Escucha el recuerdo que escribió Alejandro sobre la forma como aprendió en la escuela cuando era niño.
"Bueno, recuerdo especialmente al maestro de matemáticas porque odiaba su clase. Llegaba, sin saludar y empezaba a explicar. En poquito tiempo ya tenía el pizarrón lleno de fórmulas y operaciones, que yo, por supuesto, no entendía. Nosotros nos dedicábamos a copiar como locos y a encomendarnos a todos los santos para que no nos pasara al pizarrón.
Al terminar la clase, nos dejaba muchos ejercicios de tarea para que practicáramos. Cuando se acercaba el examen, había que aprenderse “de machete”, o sea, de memoria, las definiciones, las fórmulas, los procedimientos… y repetirlos “como pericos”, sin entender nada, yo creo que por eso hasta la fecha soy bastante malo en matemáticas."
Alejandro.
Responde las preguntas.
¿Qué hace el maestro de Alejandro en la clase?
¿Crees que el maestro de Alejandro facilita el aprendizaje? Sí o No y ¿Por qué?
¿Crees que los alumnos aprenden de esta manera? Sí o No y ¿Por qué?
Compara tus respuestas con la opinión de los asesores Vicky y Pedro.
Reflexiona
En tu historia escolar, ¿tuviste un maestro como el de Alejandro? Si tu respuesta es afirmativa, relata en tu cuaderno tu experiencia como lo hicieron Pedro y Vicky.

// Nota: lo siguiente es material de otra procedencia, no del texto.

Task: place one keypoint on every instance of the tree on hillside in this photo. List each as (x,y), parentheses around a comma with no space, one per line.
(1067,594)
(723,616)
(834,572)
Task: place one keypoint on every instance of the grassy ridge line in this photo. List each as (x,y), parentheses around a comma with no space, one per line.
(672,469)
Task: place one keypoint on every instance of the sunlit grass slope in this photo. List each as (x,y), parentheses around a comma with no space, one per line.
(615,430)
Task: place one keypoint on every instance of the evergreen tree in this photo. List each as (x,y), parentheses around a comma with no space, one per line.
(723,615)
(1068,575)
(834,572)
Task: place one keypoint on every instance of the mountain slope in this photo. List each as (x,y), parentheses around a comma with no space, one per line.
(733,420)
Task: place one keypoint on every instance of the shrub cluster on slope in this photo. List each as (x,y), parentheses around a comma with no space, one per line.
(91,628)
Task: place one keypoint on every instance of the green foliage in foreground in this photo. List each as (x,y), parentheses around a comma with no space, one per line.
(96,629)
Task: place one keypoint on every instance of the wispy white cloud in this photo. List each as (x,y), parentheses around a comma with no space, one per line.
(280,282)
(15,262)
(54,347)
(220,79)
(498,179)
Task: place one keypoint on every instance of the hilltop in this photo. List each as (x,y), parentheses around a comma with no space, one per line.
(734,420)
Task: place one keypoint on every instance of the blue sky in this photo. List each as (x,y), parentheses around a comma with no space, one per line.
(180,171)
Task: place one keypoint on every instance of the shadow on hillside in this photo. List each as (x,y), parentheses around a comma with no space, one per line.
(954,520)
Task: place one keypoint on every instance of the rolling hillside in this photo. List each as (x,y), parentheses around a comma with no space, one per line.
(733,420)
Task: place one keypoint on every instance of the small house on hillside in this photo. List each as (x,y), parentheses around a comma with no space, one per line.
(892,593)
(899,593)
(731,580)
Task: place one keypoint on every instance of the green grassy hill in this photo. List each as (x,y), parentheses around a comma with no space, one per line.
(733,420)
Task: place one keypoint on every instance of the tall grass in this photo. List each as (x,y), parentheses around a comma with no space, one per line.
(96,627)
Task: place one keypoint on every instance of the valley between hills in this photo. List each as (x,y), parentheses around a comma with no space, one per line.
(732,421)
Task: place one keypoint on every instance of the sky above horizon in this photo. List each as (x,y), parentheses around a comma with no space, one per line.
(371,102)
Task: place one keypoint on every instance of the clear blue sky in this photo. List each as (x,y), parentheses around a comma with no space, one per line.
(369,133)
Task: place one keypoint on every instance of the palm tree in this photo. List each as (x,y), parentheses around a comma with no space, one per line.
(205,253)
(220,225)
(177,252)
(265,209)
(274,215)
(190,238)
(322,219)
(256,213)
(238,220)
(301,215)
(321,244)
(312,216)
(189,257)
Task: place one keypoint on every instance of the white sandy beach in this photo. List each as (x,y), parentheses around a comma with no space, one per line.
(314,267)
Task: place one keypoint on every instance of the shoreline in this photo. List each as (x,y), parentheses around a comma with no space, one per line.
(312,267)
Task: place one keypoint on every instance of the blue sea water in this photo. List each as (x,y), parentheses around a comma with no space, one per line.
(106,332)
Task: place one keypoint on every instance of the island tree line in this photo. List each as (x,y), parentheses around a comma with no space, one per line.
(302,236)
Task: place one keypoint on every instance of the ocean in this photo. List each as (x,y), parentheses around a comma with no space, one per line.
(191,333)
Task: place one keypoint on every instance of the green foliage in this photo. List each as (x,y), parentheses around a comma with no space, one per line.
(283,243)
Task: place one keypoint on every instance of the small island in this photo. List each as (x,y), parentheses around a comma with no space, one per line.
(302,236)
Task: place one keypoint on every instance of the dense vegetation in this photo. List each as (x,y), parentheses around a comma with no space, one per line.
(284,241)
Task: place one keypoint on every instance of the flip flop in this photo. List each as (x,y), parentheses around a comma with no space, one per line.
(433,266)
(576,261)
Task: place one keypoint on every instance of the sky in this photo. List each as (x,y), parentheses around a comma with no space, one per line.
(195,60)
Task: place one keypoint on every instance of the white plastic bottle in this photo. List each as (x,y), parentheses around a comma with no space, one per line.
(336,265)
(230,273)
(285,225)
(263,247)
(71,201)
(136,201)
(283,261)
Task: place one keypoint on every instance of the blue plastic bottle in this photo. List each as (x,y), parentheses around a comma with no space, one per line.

De acuerdo con esta concepción, si realmente has aprendido, al terminar de leer la información anterior habrá una copia fiel en tu memoria y podrás repetir o reproducir lo que dijimos, ¿quieres intentarlo? Presiona en la opción tu respuesta.
1. Si una persona reproduce textualmente la información que se le comunica, ¿significa que ha aprendido?
2. En tu opinión, ¿hacer copias y planas, o repetir y memorizar información, aunque no se comprenda, propicia el aprendizaje?
3. ¿Crees que esta forma de entender el aprendizaje es adecuada para las personas jóvenes y adultas a las que asesoras?
Para recordar
Esta forma de entender el aprendizaje ve a las personas como si fueran computadoras que reciben información, la registran en su memoria y la reproducen exactamente igual, como una fotografía. Por eso cuando el maestro hace una pregunta espera que la persona le dé la respuesta exacta.
Pero, ¿realmente así aprendemos? ¿Qué sucede con los conocimientos que ya tiene la persona, con sus experiencias, opiniones, sentimientos?, ¿no influyen para nada? ¡Claro que sí!, y juegan un papel muy importante en el proceso de aprendizaje .
Esta manera de entender el aprendizaje reconoce algunos procesos internos que ocurren cuando se aprende, como la memorización, pero no toma en cuenta lo que ya sabe, hace o siente la persona. De ahí que el aprendizaje se reduzca a un proceso memorístico, repetitivo y mecánico.
Las personas no aprenden sólo al recibir y reproducir pasivamente la información, sino a través de un proceso de interacción con aquello que se quiere aprender. Esto no quiere decir que de nuestras asesorías deben desaparecer la ejercitación, tan útil para ciertos aprendizajes, y la memorización. Lo que debemos evitar es que las personas memoricen información sin comprenderla.